Primary User Profile: The Yuppie
I imagine my primary user to be a young urban professional or ‘creative’ living in and jaded by New York City. This profile allows for a full understanding of the project from the conceptual ‘in’ jokes of Times Square being a living hell, to the comfort and willingness to experiment with the portable projector in such a hectic place. I think the experience of City Projectour could be appreciated and performed by many outside this profile, and I plan to keep an inclusive mindset while developing it, but for now, this is the average profile I’m envisioning, probably because I fall in this category and this project is very much propelled by my own experience.

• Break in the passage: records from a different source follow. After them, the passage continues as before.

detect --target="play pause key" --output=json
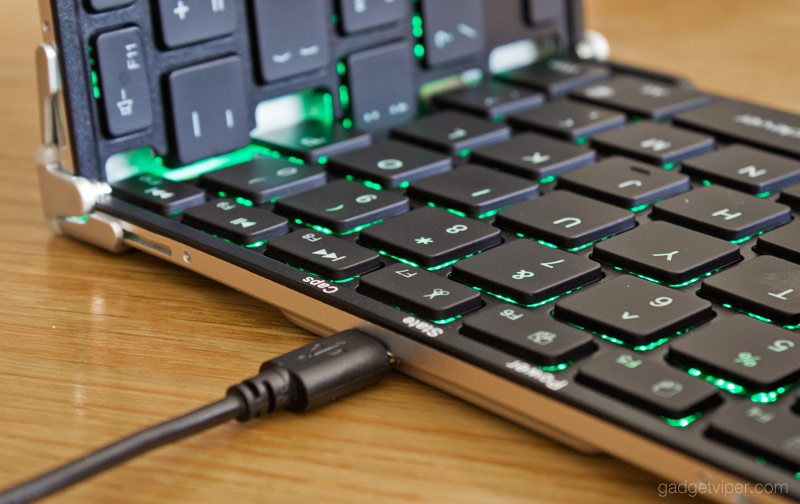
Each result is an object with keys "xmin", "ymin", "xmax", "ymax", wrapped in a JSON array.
[{"xmin": 266, "ymin": 230, "xmax": 381, "ymax": 280}]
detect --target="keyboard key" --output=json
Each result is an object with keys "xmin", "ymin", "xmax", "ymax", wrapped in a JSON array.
[
  {"xmin": 593, "ymin": 222, "xmax": 741, "ymax": 285},
  {"xmin": 782, "ymin": 183, "xmax": 800, "ymax": 209},
  {"xmin": 577, "ymin": 350, "xmax": 719, "ymax": 418},
  {"xmin": 681, "ymin": 145, "xmax": 800, "ymax": 195},
  {"xmin": 756, "ymin": 221, "xmax": 800, "ymax": 264},
  {"xmin": 498, "ymin": 58, "xmax": 611, "ymax": 96},
  {"xmin": 167, "ymin": 57, "xmax": 249, "ymax": 165},
  {"xmin": 95, "ymin": 27, "xmax": 153, "ymax": 137},
  {"xmin": 328, "ymin": 140, "xmax": 451, "ymax": 188},
  {"xmin": 274, "ymin": 180, "xmax": 408, "ymax": 233},
  {"xmin": 391, "ymin": 111, "xmax": 511, "ymax": 155},
  {"xmin": 700, "ymin": 255, "xmax": 800, "ymax": 326},
  {"xmin": 554, "ymin": 276, "xmax": 714, "ymax": 346},
  {"xmin": 433, "ymin": 82, "xmax": 545, "ymax": 119},
  {"xmin": 251, "ymin": 0, "xmax": 329, "ymax": 81},
  {"xmin": 451, "ymin": 239, "xmax": 602, "ymax": 305},
  {"xmin": 200, "ymin": 158, "xmax": 326, "ymax": 204},
  {"xmin": 88, "ymin": 0, "xmax": 133, "ymax": 11},
  {"xmin": 346, "ymin": 42, "xmax": 416, "ymax": 131},
  {"xmin": 673, "ymin": 97, "xmax": 800, "ymax": 159},
  {"xmin": 408, "ymin": 165, "xmax": 539, "ymax": 217},
  {"xmin": 338, "ymin": 0, "xmax": 406, "ymax": 33},
  {"xmin": 155, "ymin": 0, "xmax": 237, "ymax": 49},
  {"xmin": 420, "ymin": 0, "xmax": 484, "ymax": 67},
  {"xmin": 182, "ymin": 199, "xmax": 288, "ymax": 245},
  {"xmin": 471, "ymin": 132, "xmax": 596, "ymax": 180},
  {"xmin": 253, "ymin": 120, "xmax": 372, "ymax": 164},
  {"xmin": 707, "ymin": 402, "xmax": 800, "ymax": 470},
  {"xmin": 358, "ymin": 263, "xmax": 482, "ymax": 320},
  {"xmin": 591, "ymin": 122, "xmax": 714, "ymax": 166},
  {"xmin": 111, "ymin": 174, "xmax": 205, "ymax": 215},
  {"xmin": 558, "ymin": 157, "xmax": 691, "ymax": 209},
  {"xmin": 570, "ymin": 75, "xmax": 710, "ymax": 120},
  {"xmin": 508, "ymin": 100, "xmax": 625, "ymax": 141},
  {"xmin": 670, "ymin": 316, "xmax": 800, "ymax": 390},
  {"xmin": 496, "ymin": 191, "xmax": 636, "ymax": 250},
  {"xmin": 462, "ymin": 305, "xmax": 594, "ymax": 366},
  {"xmin": 266, "ymin": 229, "xmax": 381, "ymax": 281},
  {"xmin": 358, "ymin": 206, "xmax": 501, "ymax": 268},
  {"xmin": 652, "ymin": 186, "xmax": 792, "ymax": 241}
]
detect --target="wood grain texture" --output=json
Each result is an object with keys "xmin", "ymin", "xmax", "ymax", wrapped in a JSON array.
[{"xmin": 0, "ymin": 1, "xmax": 797, "ymax": 503}]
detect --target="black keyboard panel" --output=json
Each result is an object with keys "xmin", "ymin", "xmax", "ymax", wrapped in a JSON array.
[{"xmin": 55, "ymin": 0, "xmax": 800, "ymax": 495}]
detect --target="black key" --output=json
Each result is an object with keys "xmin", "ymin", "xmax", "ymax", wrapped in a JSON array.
[
  {"xmin": 462, "ymin": 305, "xmax": 594, "ymax": 366},
  {"xmin": 471, "ymin": 132, "xmax": 596, "ymax": 180},
  {"xmin": 274, "ymin": 180, "xmax": 408, "ymax": 234},
  {"xmin": 88, "ymin": 0, "xmax": 132, "ymax": 11},
  {"xmin": 451, "ymin": 239, "xmax": 602, "ymax": 305},
  {"xmin": 558, "ymin": 157, "xmax": 691, "ymax": 209},
  {"xmin": 508, "ymin": 100, "xmax": 625, "ymax": 141},
  {"xmin": 111, "ymin": 174, "xmax": 205, "ymax": 215},
  {"xmin": 593, "ymin": 222, "xmax": 741, "ymax": 285},
  {"xmin": 95, "ymin": 27, "xmax": 153, "ymax": 137},
  {"xmin": 682, "ymin": 145, "xmax": 800, "ymax": 195},
  {"xmin": 591, "ymin": 121, "xmax": 715, "ymax": 166},
  {"xmin": 554, "ymin": 276, "xmax": 714, "ymax": 346},
  {"xmin": 782, "ymin": 183, "xmax": 800, "ymax": 209},
  {"xmin": 433, "ymin": 82, "xmax": 545, "ymax": 119},
  {"xmin": 652, "ymin": 186, "xmax": 792, "ymax": 241},
  {"xmin": 182, "ymin": 199, "xmax": 288, "ymax": 245},
  {"xmin": 338, "ymin": 0, "xmax": 407, "ymax": 33},
  {"xmin": 498, "ymin": 58, "xmax": 611, "ymax": 96},
  {"xmin": 200, "ymin": 158, "xmax": 326, "ymax": 204},
  {"xmin": 253, "ymin": 120, "xmax": 372, "ymax": 164},
  {"xmin": 420, "ymin": 0, "xmax": 484, "ymax": 67},
  {"xmin": 577, "ymin": 350, "xmax": 719, "ymax": 418},
  {"xmin": 756, "ymin": 221, "xmax": 800, "ymax": 264},
  {"xmin": 408, "ymin": 165, "xmax": 539, "ymax": 217},
  {"xmin": 700, "ymin": 255, "xmax": 800, "ymax": 326},
  {"xmin": 251, "ymin": 0, "xmax": 329, "ymax": 82},
  {"xmin": 155, "ymin": 0, "xmax": 237, "ymax": 49},
  {"xmin": 670, "ymin": 316, "xmax": 800, "ymax": 390},
  {"xmin": 673, "ymin": 97, "xmax": 800, "ymax": 159},
  {"xmin": 707, "ymin": 402, "xmax": 800, "ymax": 470},
  {"xmin": 266, "ymin": 229, "xmax": 381, "ymax": 281},
  {"xmin": 496, "ymin": 191, "xmax": 636, "ymax": 250},
  {"xmin": 358, "ymin": 206, "xmax": 501, "ymax": 268},
  {"xmin": 358, "ymin": 263, "xmax": 482, "ymax": 320},
  {"xmin": 167, "ymin": 57, "xmax": 249, "ymax": 166},
  {"xmin": 391, "ymin": 111, "xmax": 511, "ymax": 155},
  {"xmin": 345, "ymin": 42, "xmax": 416, "ymax": 131},
  {"xmin": 327, "ymin": 140, "xmax": 452, "ymax": 189},
  {"xmin": 570, "ymin": 75, "xmax": 710, "ymax": 120}
]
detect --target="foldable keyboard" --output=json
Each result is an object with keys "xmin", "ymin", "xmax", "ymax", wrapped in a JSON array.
[{"xmin": 34, "ymin": 0, "xmax": 800, "ymax": 501}]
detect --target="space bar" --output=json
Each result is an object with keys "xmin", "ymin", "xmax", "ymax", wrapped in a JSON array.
[{"xmin": 673, "ymin": 97, "xmax": 800, "ymax": 158}]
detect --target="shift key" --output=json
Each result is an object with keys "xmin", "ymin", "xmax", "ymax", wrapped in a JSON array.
[{"xmin": 95, "ymin": 27, "xmax": 153, "ymax": 137}]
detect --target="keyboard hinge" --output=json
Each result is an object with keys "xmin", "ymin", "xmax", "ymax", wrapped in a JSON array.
[{"xmin": 35, "ymin": 41, "xmax": 128, "ymax": 253}]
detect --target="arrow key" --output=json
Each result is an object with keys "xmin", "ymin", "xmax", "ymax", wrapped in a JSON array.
[
  {"xmin": 266, "ymin": 229, "xmax": 381, "ymax": 281},
  {"xmin": 182, "ymin": 199, "xmax": 289, "ymax": 245}
]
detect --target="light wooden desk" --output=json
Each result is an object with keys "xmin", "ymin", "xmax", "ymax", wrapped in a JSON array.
[{"xmin": 1, "ymin": 1, "xmax": 798, "ymax": 503}]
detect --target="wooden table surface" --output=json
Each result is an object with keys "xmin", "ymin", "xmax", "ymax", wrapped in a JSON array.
[{"xmin": 1, "ymin": 1, "xmax": 798, "ymax": 503}]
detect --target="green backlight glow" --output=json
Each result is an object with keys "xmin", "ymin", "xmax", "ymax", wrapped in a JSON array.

NYC yuppie scrolls through instagram, where they follow city-related publications for cultural happenings (i.e. Time Out NY, Atlas Obscura, The New Yorker, NY Mag). They see a video posted from one of these publications promoting/reviewing City Projectour.
A couple of yuppies go to Herald Square, pick up projectors from the pop-up kiosk. They’re given short instructional guidance from the person manning the kiosk:
Meant to be experienced with one earbud in and one out.
Encouraged to be as wildly experimental as you want.
The focus ring can be found on the right side of the projector.
Basics of projection: the farther away the projector is from the surface, the bigger the projected image. Generally, white is the best surface color for projection, black is the worst, as it’s the least reflective. Think about these poles and the spectrum between as you seek surfaces.
The projector is loaded with a tracklist of audio/visual multimedia. Like museum audio tours, the experience primarily consists of pressing play and pause, adjusting volume, rewinding/fast forwarding, as needed.
Audio prompts will indicate where to go. You also have a printed postcard guide. It’s up to the user to decide the exact surface of the projections for each track.
Postcard front & back:
Yuppie User Testing
The above videos show testing for the yuppie user. These prototypes were created to
Investigate the effectiveness of the layered experience
See how someone outside my own head interpreted and played with the mixed media and realtime action.
Watch how the user handled the projector, interpreted prompts, explored the environment.
Gain general feedback on the types of visuals.
I found the testing helped confirm the experience works as planned. Trying to explain the experience in words seems to overcomplicate it, so it was good to just put the projector into someone else’s hands and see that it took very little instruction for her to start playing as intended.
The user reported a layered experience that was already interesting in its projected visuals and soundtrack, but made more so with the unpredictable serendipity of the in situ Times Square backdrop. It turned a typically hectic experience into one of meditation, experimentation, and play.
Before testing in Times Square, these prototypes were initially presented at the pop-up show. Because the project is site-specific, I wasn’t really testing for user experience at the pop-up show. There’s no way I could extensively achieve that in the kitchen of D12. So I went into the pop-up show with the intention of practicing how I talk about the project, how effectively I can communicate the idea in as few words as possible. I was also debuting the Dante concept, so it was good to get feedback on that angle as people digested the content without the real experience.
This resulted in confirming the Dante angle is amusing and relatable to people. I also tested these prototypes in my Maps as Media class and everyone agreed the inferno metaphor is delightful and makes them want to actually try my tour in Times Square.
I could see developing City Projectour as a format that offers different kinds of tour experiences. So you could select from the hallucinatory inferno experience or the non-narrative, purely playful experience. The latter would involve visuals more like my initial project development: character-driven, fun, non-sensical but cool to play with, more like animated stickers on the city (i.e. the alpaca, the mario, the fire, the Trump, etc).
The user profile for this experience is the wild child because it’s more appealing to kids, or to our inner-child playfulness. I tested these visuals with my 6 year old nephew, who needed no instruction and immediately fell in love with the experience.
Wild Child 1 Flowers and waterfalls
Wild Child 2 Light bulb guy
Wild Child 3 Mario, “But I love this.”
Wild Child 4 Mario, “I want to see this everyday in my room. Send me this video!”
These were useful tests just to see how intuitively playful the medium is. While this designed experience likely won’t lead City Projectour, I do think there remains a place for this style of play in the project.
Additional Content Tests
In addition to the Dante experience, I tested this playful Times Square in-situ history approach. I directed the user to go to 1 Times Square where the world’s first news ticker, “The Zipper,” used to be mounted until it disappeared in 2017. See video here.
Autumn ablaze. Thinking about projections on canopies of changing leaves: how light would play with the color and opacity. Made me imagine the canopy as night sky, whose constellations of light tell the mythic, elemental stories of its creation.
Testing the feel of moving the projector to animate a walking loop or something like this Mario clip.